If the city is more your desire, rather than the windswept fields and curves of a Scottish island, than Glasgow is your spot. High on a hill in the "uptown" area of Glasgow is the Glasgow School of Art, designed by Charles Renni MacIntosh. You can take a summer art class their offered directly by the school, or attend one being organized by the Tyler School of Art, Pennsylvannia and you will get to paint in the same studio that has been home to artists since the architect walked its halls as it was being built. You will tell time by the original wall clocks that MacIntosh also designed. Perhaps you will be lucky enough to have an easel that also has the touch of MacIntosh.
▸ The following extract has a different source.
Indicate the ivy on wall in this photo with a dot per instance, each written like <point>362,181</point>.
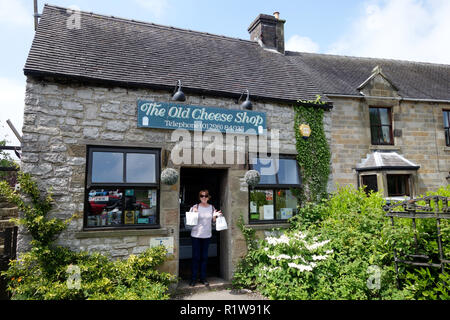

Charles Renni MacIntosh is the hero of Glasgow. You can spend 3 days checking out all the buildings and interiors he is responsible for!. This will take you to churches, schools and a fine estate home in the outskirts of Glasgow. You will find contemporary jewelry being made in his style and marquees written in the distinctive font he designed. Enjoy lunch sitting in a reproduction of one of the high back chairs he designed for the two current tea rooms you can visit. You just how much the simplest food tastes grand when the surrounding atmosphere is so 1915.

The Kelvingrove Art Museum which reopened this year after extensive renovations, houses outstanding examples of his work. You can also see the original interior of the house he and his wife Margaret MacDonald (one of the original Glasgow Girl artists) designed and lived in at the Glasgow University Hunterian Museum.

You will see why Frank Lloyd Wright is the product of all the good things he saw..for MacIntosh is one of his influences, without a doubt but you will have seem, felt and tasted the "Wright" source!.